Boiarsky, Carolyn R. “Learning to Learn: Helping Students Become Independent Thinkers.” Academic Literacy in the English Classroom: Helping Underprepared and Working Class Students Succeed in College. Ed. Carolyn R. Boiarsky. Portsmouth, NH: Boynton/Cook, 2003.22-26. Print.

Shea, Michael. “Response to Paper #2.” SCSU English 343 Unpublished Assignment. Spring, 2010.

Revision and Assessment Guide

Writer________________ Reviewer_________________Assignment_____________Date___________


CRITERIA(Please write additional commentary on the back of this sheet.)






1. Is the text on task and written for the proper audience and in the right genre via the assignment sheet? How or how not?






 2. Is there a title? What does it do for the text (or not do)?           






3. Is there a claim orstatement of purpose? Does it seem specific and complicated enough? Why or why not?






4. Does the writer capture your attention in the introduction? How?  Is the purpose of the text clear from the introduction?






5. Does the writer’s text “flow”? Do all the parts in the text seem to fit together in the best way? Are the paragraphs and ideas of this text interwoven together through quotes, analyses, and cohesive connections?

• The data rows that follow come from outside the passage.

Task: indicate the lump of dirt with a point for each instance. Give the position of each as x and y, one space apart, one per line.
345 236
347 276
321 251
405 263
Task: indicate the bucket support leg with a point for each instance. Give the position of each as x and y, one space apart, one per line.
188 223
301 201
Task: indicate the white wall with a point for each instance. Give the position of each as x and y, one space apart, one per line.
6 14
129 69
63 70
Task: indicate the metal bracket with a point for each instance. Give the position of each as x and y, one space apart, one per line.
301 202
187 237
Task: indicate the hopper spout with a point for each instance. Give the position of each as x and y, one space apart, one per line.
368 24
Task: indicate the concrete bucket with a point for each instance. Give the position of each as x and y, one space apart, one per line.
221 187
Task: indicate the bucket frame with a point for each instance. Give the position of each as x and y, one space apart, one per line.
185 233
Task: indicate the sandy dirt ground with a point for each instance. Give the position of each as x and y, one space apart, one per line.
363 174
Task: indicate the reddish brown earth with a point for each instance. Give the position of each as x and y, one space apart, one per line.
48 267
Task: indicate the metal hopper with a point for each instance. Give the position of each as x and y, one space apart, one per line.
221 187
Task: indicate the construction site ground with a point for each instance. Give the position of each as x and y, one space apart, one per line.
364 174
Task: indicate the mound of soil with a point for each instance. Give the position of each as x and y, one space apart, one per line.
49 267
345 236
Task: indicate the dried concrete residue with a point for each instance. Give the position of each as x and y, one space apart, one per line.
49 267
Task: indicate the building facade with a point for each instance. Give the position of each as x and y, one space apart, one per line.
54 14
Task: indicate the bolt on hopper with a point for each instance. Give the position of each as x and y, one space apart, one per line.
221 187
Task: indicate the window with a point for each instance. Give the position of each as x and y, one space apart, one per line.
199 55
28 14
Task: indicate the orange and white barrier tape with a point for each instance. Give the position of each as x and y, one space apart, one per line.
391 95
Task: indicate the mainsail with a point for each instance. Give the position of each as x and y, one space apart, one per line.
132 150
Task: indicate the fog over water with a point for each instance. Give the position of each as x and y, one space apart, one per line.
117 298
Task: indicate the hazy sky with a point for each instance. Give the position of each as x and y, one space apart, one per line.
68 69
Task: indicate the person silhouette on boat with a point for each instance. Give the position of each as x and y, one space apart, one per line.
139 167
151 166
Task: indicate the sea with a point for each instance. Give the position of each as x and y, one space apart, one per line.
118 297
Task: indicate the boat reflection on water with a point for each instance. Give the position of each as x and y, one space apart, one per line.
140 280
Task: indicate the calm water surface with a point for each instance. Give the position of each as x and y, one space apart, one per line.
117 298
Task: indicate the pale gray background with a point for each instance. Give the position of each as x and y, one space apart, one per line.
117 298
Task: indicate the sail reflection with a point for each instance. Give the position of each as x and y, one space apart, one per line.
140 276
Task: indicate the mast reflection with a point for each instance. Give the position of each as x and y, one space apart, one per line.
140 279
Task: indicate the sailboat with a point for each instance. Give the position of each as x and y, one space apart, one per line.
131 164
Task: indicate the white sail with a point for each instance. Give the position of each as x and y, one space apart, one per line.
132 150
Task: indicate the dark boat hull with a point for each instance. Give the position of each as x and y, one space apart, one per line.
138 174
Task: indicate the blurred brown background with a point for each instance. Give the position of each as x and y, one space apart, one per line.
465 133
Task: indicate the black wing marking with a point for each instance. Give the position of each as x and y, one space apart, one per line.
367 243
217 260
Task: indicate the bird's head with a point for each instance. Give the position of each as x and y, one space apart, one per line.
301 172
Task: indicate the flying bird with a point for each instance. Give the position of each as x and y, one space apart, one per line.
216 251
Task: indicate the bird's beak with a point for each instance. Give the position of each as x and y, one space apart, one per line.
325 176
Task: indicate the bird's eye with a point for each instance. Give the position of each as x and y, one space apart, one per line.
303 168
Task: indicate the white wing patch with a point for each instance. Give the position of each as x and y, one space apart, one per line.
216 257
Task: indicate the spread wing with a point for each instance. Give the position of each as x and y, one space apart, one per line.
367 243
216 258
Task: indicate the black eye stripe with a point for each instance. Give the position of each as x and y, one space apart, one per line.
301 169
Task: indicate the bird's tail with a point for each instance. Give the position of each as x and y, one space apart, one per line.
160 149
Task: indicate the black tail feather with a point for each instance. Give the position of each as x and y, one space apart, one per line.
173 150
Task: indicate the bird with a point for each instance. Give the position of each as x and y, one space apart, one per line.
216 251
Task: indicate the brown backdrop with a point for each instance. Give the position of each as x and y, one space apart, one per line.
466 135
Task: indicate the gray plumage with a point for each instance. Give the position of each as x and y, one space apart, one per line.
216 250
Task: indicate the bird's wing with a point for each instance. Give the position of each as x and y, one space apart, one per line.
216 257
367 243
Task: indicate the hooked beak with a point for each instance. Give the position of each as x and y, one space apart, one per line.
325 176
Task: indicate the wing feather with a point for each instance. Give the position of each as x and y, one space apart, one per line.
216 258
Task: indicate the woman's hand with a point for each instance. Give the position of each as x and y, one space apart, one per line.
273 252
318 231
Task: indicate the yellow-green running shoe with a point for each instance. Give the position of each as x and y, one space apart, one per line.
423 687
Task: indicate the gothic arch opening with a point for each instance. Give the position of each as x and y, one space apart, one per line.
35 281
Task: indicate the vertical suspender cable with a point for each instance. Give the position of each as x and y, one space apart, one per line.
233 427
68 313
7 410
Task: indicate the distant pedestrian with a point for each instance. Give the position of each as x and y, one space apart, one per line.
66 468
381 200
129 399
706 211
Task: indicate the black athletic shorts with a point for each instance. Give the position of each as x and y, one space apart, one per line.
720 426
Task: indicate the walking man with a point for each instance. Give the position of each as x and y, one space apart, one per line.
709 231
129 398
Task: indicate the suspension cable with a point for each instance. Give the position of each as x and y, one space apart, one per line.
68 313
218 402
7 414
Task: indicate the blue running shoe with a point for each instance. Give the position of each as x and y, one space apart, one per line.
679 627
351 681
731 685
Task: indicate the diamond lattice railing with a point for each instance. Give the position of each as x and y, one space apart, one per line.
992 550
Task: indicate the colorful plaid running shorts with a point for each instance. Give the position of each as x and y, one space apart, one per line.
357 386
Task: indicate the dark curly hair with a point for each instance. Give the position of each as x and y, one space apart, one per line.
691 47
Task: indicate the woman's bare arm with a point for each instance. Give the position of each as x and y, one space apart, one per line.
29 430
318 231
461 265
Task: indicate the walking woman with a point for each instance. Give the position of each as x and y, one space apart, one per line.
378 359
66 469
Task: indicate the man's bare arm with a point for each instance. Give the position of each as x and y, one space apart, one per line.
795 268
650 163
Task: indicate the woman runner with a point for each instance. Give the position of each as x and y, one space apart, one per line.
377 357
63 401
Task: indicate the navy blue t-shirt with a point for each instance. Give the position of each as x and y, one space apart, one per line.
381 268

6. Do you know WHY each part of the text is there? If not, how can adjustments be made?






7. What is the conclusion doing? Does it both summarize the text a bit, as well as amplify the claim or purpose of the text, stated in the introduction, a little further or more creatively?






8. Is It INTERESTING/ and or informative?! Why or why not?






9. Is the grammar, spelling, and MLA formatting ok? Is language clear with few typos and errors?